Altra misura interessante è il bando Resto al Sud, di cui possiamo leggere una guida dettagliata sul sito specializzato Contributi PMI. La misura è destinata agli imprenditori tra i 18 e i 55 anni delle regioni Abruzzo, Molise, Puglia, Basilicata, Campania, Calabria, Sicilia e Sardegna; ha l’obiettivo di stimolare l’attività d’impresa in territori storicamente svantaggiati. Le imprese ammesse a richiedere i finanziamenti possono far parte dei settori dell’agricoltura, dell’artiginanato, dell’industria, dei servizi alla persona e all’impresa, del turismo e del settore pesca e acquacoltura. Il finanziamento riguarda l’acquisto di macchinari, di attrezzature, di impianti nuovi e di programmi informatici; sono ammesse anche le spese per l’avvio dell’attività.

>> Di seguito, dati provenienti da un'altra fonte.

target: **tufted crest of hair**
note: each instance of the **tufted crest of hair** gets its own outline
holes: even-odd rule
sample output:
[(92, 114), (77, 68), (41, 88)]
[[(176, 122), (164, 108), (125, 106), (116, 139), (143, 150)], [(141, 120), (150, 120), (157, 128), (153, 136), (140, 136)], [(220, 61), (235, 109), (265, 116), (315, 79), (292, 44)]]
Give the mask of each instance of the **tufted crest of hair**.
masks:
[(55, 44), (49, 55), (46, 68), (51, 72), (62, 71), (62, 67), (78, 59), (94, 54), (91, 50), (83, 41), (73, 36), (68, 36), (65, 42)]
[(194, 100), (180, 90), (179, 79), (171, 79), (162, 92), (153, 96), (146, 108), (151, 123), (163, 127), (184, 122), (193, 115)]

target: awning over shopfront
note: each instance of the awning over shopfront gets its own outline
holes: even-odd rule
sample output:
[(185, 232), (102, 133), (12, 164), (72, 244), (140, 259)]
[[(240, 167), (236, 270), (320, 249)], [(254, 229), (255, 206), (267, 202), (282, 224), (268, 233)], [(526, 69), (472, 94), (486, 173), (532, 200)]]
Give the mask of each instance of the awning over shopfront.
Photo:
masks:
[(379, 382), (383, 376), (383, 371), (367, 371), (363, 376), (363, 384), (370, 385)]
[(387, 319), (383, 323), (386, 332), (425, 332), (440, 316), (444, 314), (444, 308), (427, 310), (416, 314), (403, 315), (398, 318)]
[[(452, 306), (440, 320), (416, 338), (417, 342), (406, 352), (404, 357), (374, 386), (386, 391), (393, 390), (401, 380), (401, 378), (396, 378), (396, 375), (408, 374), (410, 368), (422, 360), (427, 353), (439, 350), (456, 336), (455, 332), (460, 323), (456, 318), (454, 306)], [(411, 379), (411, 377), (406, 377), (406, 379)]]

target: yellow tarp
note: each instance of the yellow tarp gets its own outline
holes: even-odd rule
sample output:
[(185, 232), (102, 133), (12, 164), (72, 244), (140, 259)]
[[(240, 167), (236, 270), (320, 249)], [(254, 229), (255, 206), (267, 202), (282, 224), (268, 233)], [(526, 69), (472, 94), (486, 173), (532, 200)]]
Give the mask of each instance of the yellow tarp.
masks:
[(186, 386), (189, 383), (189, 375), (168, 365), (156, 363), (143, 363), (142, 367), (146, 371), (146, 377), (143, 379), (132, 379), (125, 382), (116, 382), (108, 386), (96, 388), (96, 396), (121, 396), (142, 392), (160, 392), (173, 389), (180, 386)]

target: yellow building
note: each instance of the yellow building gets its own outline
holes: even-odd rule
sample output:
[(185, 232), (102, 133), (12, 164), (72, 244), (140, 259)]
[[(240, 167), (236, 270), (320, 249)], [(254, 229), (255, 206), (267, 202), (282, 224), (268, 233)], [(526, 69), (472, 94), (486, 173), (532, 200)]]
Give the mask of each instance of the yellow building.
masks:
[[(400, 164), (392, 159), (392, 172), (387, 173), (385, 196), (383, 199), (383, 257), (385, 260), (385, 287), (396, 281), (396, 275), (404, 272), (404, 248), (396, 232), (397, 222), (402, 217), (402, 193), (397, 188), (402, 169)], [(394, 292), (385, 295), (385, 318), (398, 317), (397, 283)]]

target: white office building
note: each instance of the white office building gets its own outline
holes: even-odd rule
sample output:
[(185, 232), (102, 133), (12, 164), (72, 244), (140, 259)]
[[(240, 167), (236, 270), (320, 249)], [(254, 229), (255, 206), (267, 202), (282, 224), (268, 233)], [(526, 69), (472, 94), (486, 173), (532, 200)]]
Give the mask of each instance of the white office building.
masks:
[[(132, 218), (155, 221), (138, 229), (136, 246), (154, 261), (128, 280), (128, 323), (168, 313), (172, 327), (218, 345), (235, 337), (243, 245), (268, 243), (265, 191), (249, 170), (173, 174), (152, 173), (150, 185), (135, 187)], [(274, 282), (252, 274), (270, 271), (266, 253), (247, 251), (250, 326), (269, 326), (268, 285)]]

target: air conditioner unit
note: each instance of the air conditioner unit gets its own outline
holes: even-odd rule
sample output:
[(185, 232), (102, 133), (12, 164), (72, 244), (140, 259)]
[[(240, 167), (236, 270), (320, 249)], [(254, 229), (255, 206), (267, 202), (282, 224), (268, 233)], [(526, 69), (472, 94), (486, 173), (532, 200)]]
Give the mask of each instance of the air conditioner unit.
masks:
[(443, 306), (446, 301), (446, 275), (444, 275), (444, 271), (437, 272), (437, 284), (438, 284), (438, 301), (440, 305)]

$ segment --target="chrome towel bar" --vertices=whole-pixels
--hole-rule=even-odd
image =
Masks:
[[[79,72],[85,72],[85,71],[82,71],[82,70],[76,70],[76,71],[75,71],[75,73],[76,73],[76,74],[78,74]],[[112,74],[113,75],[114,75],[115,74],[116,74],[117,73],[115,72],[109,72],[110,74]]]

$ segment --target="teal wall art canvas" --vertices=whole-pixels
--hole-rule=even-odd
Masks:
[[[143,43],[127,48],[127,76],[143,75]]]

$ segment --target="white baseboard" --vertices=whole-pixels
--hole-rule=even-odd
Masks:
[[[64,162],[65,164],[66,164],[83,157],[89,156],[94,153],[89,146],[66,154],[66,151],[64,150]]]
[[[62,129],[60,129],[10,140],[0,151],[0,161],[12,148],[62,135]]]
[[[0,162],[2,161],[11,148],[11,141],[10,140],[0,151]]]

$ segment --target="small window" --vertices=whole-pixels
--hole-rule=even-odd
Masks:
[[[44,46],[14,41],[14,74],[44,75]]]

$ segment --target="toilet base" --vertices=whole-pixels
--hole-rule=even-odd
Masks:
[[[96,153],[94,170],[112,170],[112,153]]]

Smart Money è invece una misura a sportello che partirà dal prossimo 24 giugno. Si rivolge alle start-up con sede in Italia nate da meno di 24 mesi in fase di seed o pre-seed e prevede sia contributi a fondo perduto (per l’acquisto di servizi forniti da acceleratori e incubatori d’impresa) sia investimenti nel capitale di rischio della start-up.